Neither did Nathan approach David after he’d committed adultery and murder by saying that he also was tempted to commit adultery and murder. Nor did Paul sympathize with Felix when he trembled at his preaching (see Acts 24:25). Nowhere in Scripture does anyone who is preaching to the lost console sinners in their sins. The error of premature consolation may be due to a lack of understanding that the Law brings wrath and the gospel brings comfort. If we mix up the two, it will lead us into error.

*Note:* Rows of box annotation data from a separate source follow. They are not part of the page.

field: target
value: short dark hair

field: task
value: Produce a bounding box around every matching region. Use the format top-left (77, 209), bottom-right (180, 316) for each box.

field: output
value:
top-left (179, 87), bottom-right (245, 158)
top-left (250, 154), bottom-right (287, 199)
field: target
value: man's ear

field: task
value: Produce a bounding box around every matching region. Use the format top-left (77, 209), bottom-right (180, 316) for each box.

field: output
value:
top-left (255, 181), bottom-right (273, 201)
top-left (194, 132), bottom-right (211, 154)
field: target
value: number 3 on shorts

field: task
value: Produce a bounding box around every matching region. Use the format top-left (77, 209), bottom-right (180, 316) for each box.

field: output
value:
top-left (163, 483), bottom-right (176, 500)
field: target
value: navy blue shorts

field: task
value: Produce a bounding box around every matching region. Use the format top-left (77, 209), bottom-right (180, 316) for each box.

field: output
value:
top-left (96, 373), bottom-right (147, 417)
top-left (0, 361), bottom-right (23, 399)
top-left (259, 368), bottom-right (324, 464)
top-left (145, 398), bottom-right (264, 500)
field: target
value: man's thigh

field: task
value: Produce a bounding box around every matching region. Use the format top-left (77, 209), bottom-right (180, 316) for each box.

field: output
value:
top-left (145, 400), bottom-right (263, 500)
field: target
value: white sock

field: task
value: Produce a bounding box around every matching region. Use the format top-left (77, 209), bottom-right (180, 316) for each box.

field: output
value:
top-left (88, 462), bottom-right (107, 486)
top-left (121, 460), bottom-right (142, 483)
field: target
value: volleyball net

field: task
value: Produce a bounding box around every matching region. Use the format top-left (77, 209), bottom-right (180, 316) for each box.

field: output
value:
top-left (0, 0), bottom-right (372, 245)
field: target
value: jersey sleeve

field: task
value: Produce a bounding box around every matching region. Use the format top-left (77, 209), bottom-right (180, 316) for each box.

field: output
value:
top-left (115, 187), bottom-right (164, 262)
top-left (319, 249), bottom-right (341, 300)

However, I believe that there is a way to bring a biblical compromise between the two. When I’m witnessing, I often say, “I’m going to share the gospel with you—the good news that God can give you everlasting life as a free gift. But, before I do, I must talk to you about your sin so that you’ll appreciate God’s offer of forgiveness. Does that make sense?” Sometimes I will say, “We are going to go through a dark tunnel, but there’s light at the end of the tunnel, so stay with me.” And, of course, it is essential that we always have a loving tone when reasoning about such sobering issues.